There are some subdisciplines for Digital Forensic Security (Taken from Book Digital Forensic for Legal Professional : Understanding Digital Evidence from Warrant to the Curtroom) :
➢ Incident Response
That being said, the “incident” in incident response refers to a network security breach or attack. This attack can come from the efforts of a hacker, from a person within an organization, or from malicious code in the form of a worm, Trojan horse, or other malware. An incident response expert works to identify possible attacks against a network, determine whether the problem has spread and how to contain it, and then take measures to eliminate any malicious code. If necessary, steps will be taken to restore the data that has been compromised with clean backup files. Incident response experts also work to educate information technology (IT) personnel within an organization on how to protect their network with the appropriate security measures.
➢ Mobile Phone / Smartphone Forensic
The examination of mobile phone has become as common as the examination of computers due to their widespread use. This is easy to understand; just try to think of someone you know who does not own a cell phone. Cell phones contain a wealth of information, and examining them can recover data of evidentiary value. Some examples include the contacts on a phone, text messages, images, videos, audio recordings, and e-mail. Deleted information can be recovered on some cell phones as well. Due to the thousands of different models and makes of cell phones, in addition to the different types of cell phone networks and service providers, the ability to recover data from a cell phone is on a case-by-case basis. The general rule of thumb is that the more like a computer a cell phone is, a Blackberry or iPhone for instance, the greater the likelihood of being able to recover all of the data from it, especially deleted data.
➢ GPS Forensic
GPS records are also valuable as evidence, even if you cannot get the actual GPS unit. Records can be used to see the movement of a person or vehicle. By examining the data available in GPS units, it is possible to estimate how fast someone was driving, and if they made any stops and for how long. If a person is suspected of a crime, GPS records can be helpful in determining if that person went to the location where the incident happened, whether they were ever near it in the vehicle, or if the timeframe even allows for the possibility of that person being a suspect.
➢ Media Device Forensic
There are many possibilities of fnding data of evidentiary value on media devices. For instance, on a digital audio recorder, deleted audio recordings can be recovered. A music player, like an iPod, can be used like a portable hard drive to steal or hide data.

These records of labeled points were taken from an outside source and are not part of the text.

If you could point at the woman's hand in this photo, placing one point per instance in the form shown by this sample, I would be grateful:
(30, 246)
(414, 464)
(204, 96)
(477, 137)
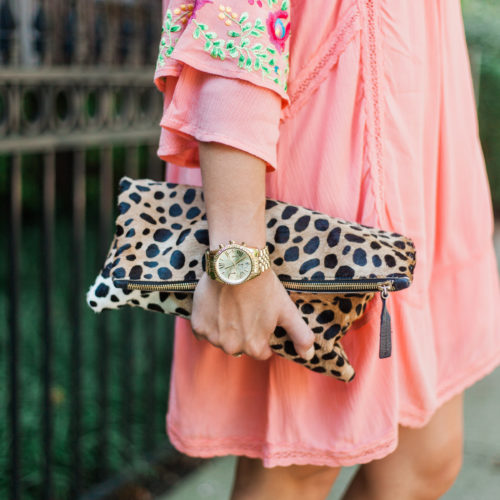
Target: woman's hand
(241, 318)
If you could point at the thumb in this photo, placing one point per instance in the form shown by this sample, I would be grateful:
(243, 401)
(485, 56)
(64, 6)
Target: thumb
(297, 329)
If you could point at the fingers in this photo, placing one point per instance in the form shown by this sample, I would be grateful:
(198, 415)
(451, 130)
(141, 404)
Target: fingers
(297, 329)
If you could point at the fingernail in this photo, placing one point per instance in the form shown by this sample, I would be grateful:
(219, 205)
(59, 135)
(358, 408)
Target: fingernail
(310, 353)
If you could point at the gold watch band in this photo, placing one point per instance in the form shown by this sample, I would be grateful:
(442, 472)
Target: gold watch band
(260, 257)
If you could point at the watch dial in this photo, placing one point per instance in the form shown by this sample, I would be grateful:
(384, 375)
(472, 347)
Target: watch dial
(233, 265)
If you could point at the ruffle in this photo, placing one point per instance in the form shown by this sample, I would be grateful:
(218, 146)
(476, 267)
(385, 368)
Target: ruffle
(204, 107)
(236, 38)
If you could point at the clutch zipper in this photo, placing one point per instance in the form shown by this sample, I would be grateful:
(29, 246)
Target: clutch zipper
(382, 285)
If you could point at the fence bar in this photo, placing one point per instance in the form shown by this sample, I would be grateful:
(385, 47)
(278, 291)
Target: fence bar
(14, 329)
(105, 219)
(48, 183)
(78, 243)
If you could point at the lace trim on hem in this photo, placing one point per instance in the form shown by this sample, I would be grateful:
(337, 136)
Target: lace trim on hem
(273, 454)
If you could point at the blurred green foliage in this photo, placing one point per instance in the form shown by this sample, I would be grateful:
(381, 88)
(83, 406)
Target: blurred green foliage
(482, 26)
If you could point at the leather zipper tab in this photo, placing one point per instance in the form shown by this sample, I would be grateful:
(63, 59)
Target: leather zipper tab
(385, 328)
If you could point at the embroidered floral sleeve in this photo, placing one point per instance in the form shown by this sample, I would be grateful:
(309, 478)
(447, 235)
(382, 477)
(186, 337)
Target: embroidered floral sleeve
(247, 39)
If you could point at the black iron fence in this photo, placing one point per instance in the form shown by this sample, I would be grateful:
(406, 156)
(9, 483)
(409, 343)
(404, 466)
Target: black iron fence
(83, 396)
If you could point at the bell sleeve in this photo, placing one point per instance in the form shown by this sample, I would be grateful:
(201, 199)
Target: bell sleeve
(222, 69)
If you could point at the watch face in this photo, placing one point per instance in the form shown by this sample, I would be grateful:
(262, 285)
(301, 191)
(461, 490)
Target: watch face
(233, 265)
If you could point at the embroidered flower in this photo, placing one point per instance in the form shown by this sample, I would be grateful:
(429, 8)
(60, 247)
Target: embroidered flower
(198, 4)
(278, 28)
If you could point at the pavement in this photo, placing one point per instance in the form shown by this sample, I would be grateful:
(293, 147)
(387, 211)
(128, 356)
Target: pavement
(479, 478)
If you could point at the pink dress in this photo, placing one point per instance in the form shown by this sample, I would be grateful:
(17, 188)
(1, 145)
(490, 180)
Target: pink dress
(362, 109)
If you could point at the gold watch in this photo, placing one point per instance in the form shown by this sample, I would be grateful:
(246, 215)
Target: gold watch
(235, 263)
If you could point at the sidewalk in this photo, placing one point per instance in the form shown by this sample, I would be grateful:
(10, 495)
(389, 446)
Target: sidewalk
(479, 478)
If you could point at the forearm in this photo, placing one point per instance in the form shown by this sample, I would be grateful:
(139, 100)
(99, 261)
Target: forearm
(234, 191)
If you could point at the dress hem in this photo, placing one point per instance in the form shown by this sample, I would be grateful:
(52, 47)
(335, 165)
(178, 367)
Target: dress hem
(253, 448)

➢ Digital Photo and Video Forensic
Digital video and photo forensics is the enhancement and analysis of these individual slides. The primary difference between video and photo forensics is that with a photo, you would enhance them one at a time, and with a video, you might enhance a thousand at a time. Stringent care must be taken in the enhancement and analysis of videos and photos. Either too much enhancement or the wrong kind of enhancement can damage the photo or video from an evidentiary perspective, because these processes can create anomalies or features within the photo or video that were not there originally.
Okay, that’s all for now. I will continue to talk about digital forensic in next blog post. Stay tune here, and let’s share our knowledge together. Sorry for typo, bad grammar, and for everything. See ya !!